Cette équation réduite du troisième degré a une forme plutôt sympathique. Elle admet une racine réelle et deux racines imaginaires conjuguées. En appliquant la formule de Cardan ou en s’aidant d’un logiciel de calcul formel, on trouve s=p^{2/3}(p-a)^{1/3}+p^{1/3}(p-a)^{2/3} pour la racine réelle, ce qui permet d’exprimer finalement le rayon des trois cercles inscrits :

\boxed{r_{3,1}=\frac{S}{p+p^{2/3}(p-a)^{1/3}+p^{1/3}(p-a)^{2/3}}=\frac{S}{a} \left[ 1- \left( 1- \frac{a}{p} \right)^{1/3} \right]}\,.

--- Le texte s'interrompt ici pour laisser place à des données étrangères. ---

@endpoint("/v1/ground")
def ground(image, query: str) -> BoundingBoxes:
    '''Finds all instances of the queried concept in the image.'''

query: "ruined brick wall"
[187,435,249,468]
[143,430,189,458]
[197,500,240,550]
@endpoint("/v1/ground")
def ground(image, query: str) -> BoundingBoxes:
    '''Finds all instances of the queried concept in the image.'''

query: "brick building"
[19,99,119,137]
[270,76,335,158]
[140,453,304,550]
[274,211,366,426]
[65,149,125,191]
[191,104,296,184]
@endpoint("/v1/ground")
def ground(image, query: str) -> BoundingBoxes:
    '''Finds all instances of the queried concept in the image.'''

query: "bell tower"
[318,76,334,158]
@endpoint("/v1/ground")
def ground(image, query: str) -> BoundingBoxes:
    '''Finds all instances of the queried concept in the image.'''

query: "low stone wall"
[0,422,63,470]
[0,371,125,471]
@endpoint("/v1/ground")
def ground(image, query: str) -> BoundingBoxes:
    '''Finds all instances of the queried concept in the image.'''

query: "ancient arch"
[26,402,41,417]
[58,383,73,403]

Considérons maintenant les configurations de deux cercles inscrits égaux dans les triangles ABM_{2} et AM_{1}C. Notons S’, r’, p’ et a’ (resp. S’’, r’’, p’’ et a’’) l’aire, le rayon du cercle inscrit, le demi-périmètre et la base du triangle ABM_{2} (resp. AM_{1}C). En appliquant le résultat vu plus haut pour deux cercles, le rayon r_{3,1} peut s’exprimer de deux façons :

r_{3,1}=\dfrac{S'}{a'} \left[ 1- \left( 1-\dfrac{a'}{p'} \right)^{1/2} \right] =\dfrac{S''}{a''} \left[ 1- \left( 1-\dfrac{a''}{p''} \right)^{1/2} \right].

Une remarque cruciale, que nous utiliserons systématiquement dans la suite, est que tous les triangles de sommet A ayant même hauteur, leurs aires sont proportionnelles à leurs bases.

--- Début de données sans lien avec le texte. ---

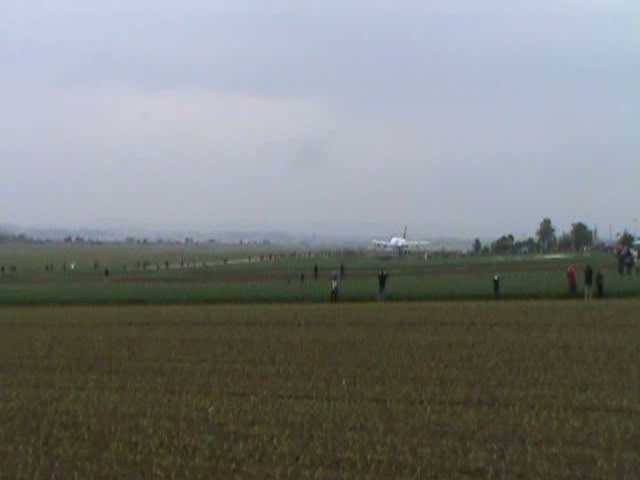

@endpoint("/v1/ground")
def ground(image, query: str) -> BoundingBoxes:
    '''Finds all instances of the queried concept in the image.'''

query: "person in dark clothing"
[492,274,501,298]
[377,270,388,301]
[584,264,593,301]
[340,263,345,280]
[313,264,318,280]
[104,268,110,280]
[625,251,634,275]
[595,269,604,298]
[300,272,305,285]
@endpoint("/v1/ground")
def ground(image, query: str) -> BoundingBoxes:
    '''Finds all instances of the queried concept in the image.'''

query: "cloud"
[1,1,639,236]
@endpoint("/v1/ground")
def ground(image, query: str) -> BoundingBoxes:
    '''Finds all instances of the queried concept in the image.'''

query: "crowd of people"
[324,259,631,302]
[616,246,638,276]
[568,264,606,300]
[5,248,640,303]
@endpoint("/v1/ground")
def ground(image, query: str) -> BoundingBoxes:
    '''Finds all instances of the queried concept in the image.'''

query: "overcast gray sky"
[2,0,639,238]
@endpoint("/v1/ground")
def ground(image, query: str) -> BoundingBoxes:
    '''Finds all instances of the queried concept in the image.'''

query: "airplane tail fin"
[403,225,407,239]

Ici, \dfrac{S'}{a'}=\dfrac{S''}{a''}, d’où \dfrac{a'}{p'}=\dfrac{a''}{p''}. Par suite, \dfrac{S'}{p'}=\dfrac{S''}{p''}, c’est-à-dire r_{3,2,0}=r_{3,2,1}.

De la relation r_{3,1}=\dfrac{S}{a} \left[ 1- \left( 1- \dfrac{a}{p} \right)^{1/3} \right]= \dfrac{S'}{a'} \left[ 1- \left( 1-\dfrac{a'}{p'} \right)^{1/2} \right], compte tenu de \dfrac{S}{a}=\dfrac{S'}{a'}, on tire 1-\dfrac{a'}{p'}=\left( 1- \dfrac{a}{p} \right)^{2/3}, d’où :

r_{3,2,0}=r_{3,2,1}=\dfrac{S'}{p'}=\dfrac{S'}{a'}\dfrac{a'}{p'}=\dfrac{S}{a}\left[ 1- \left( 1- \dfrac{a}{p} \right)^{2/3} \right].

Calcul de r_{4,1} et des r_{4,k,i}

Dans le cas de quatre cercles, nous avions aussi, dans un premier temps, calculé péniblement par radicaux la somme AM_{1}+AM_{2}+AM_{3}. Nous allons suivre ici une approche plus simple, exploitant mieux le résultat déjà acquis pour deux cercles.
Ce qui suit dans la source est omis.